9 YILLIK HATTI DEĞİŞTİRDİ
Gültekin Avcı'nın İstihbarat-Muta-Acem konuları ile ilgili yazıları kaleme almadan hemen bir gün önce 9 yıldır kullandığı cep telefonu hattını değiştirdiği de dikkatlerden kaçmadı. Avcı'nın telefon kayıtları incelemesinde Emrullah Uslu ve Önder Aytaç ile çok sayıda görüşme gerçekleştirdiği anlaşıldı. Avcı'nın 25 Aralık operasyonundan hemen bir gün önce Mehmet Akif Okur ile birden fazla görüşme gerçekleştirdiği, telefonlaştığı kişiler arasında Selam-Tevhid kumpası soruşturmasında tutuklanan Gafur Ataç ve Eski İstanbul Organize Şube Müdürü Nazmi Ardıç'ın bulunduğu belirlendi. İstanbul 2. Sulh Ceza Hakimliği'ndeki sorgusunda Selam-Tevhid soruşturmasından Eylül 2013'te haberdar olduğunu ve Twitter üzerinden bu soruşturmaya ilişkin bilgiler yayınlayan bir hesabı takip ederek bu yazıları kaleme aldığını iddia eden Gültekin Avcı, telefon görüşmeleri kayıtlarda sabit olmasına rağmen Emrullah Uslu ile hiç telefon görüşmesi olmadığını, Fetullah Gülen ile ise hiç görüşmediğini öne sürmüştü.

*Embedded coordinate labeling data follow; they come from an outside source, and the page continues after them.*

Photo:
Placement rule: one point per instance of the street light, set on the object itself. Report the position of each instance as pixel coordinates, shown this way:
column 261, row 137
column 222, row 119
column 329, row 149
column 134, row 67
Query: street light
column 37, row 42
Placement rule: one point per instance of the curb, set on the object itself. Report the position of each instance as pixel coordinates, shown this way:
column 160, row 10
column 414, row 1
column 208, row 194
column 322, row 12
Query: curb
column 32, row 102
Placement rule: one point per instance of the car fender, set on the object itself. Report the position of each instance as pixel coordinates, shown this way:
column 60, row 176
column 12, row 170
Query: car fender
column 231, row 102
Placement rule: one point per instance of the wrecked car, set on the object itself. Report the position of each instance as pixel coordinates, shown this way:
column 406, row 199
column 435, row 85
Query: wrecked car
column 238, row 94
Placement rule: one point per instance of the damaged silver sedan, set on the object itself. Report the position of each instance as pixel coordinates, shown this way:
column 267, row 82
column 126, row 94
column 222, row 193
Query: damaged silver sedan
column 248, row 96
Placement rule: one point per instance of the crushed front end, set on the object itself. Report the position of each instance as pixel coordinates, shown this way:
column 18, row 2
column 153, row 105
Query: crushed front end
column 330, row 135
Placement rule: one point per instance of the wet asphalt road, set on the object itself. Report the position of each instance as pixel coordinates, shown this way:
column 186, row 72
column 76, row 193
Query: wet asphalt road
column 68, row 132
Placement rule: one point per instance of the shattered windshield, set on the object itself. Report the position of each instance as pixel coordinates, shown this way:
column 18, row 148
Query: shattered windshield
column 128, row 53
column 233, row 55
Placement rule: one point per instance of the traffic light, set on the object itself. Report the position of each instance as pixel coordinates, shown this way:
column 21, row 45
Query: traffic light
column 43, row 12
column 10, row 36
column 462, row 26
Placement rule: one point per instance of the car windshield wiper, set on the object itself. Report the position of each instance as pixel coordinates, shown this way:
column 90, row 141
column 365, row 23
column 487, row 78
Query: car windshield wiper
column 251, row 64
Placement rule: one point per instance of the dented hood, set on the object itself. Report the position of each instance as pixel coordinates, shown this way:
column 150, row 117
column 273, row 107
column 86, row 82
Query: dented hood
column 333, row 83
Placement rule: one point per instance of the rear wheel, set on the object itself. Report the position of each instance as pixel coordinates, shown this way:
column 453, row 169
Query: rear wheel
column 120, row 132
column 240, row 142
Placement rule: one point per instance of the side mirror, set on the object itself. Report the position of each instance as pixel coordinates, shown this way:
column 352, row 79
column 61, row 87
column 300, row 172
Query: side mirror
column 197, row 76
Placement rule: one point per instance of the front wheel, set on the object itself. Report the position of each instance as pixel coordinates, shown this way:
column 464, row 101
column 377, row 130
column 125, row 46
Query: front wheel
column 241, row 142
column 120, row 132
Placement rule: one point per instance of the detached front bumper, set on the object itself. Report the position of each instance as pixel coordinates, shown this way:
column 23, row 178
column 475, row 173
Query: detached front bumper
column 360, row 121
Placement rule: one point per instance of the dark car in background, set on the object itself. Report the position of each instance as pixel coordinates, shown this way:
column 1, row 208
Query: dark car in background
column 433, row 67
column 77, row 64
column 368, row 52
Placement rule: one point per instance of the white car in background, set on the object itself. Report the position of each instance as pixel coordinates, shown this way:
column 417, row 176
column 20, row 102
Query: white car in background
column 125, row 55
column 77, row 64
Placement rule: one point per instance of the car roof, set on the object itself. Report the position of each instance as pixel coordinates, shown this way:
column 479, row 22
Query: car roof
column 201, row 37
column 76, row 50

GÜLEN VE USLU'YU TANIMIYOR, AMA DEFALARCA GÖRÜŞMÜŞ
Yenişafak'taki detaylara göre ise; Avcı'ya hakimlik sorgusunda Fetullahçı Terör Örgütü (FETÖ) lideri Fethullah Gülen, Emre Uslu ve bazı polis şefleri ile ilişkisi soruldu.
Gülen ve Uslu'yu tanımadığını belirten Avcı, bu kişilerle yüz yüze veya telefonla görüşmediğini, hakkındaki bir soruşturma nedeniyle Uslu'nun bir kez ancak kendisine geçmiş olsun telefonu açtığını söyledi. Avcı; Yurt Atayün, Ömer Köse, Gafur Ataç gibi Paralel soruşturmalardan tutuklu polis müdürlerinin hiçbiri ile tanışmadığını ve telefon görüşmeleri olmadığını iddia etti. Ancak tutuklama kararında Avcı'nın ifadesinin HTS adı verilen telefon görüşme raporları ile çeliştiği kaydedildi.
“DİNLEMELERDEN HABERİM YOK"
Avcı, Selam-Tevhid soruşturması bahanesiyle Cumhurbaşkanı, Başbakan ve tüm bakanların dinlendiği, fiziki ve teknik takibe alındığı konusunda bilgisi olmadığını savundu. Yazılarında işlediği Selam-Tevhid soruşturmasıyla ilgili bilgileri medyadan ve sosyal medyadan haberi olduğunu savunan Avcı, tüm soruşturma dosyasına ilişkin bilgilerin özellikle “acemuşakları" isimli sosyal medya hesabından yayınlandığını aktardı. Avcı, “Bu örgüte MİT Müsteşarı'nın, daha önceki Başbakanın, bakanların dahil edildiğini bilmiyordum" ifadesini kullandı. Avcı, bu konudaki köşe yazılarını istihbarata olan merakı, eski savcı olması ve polis teşkilatı ile alakası ve istihbarat hukuku ile ilgili çalışmaları nedeniyle yazdığını söyledi.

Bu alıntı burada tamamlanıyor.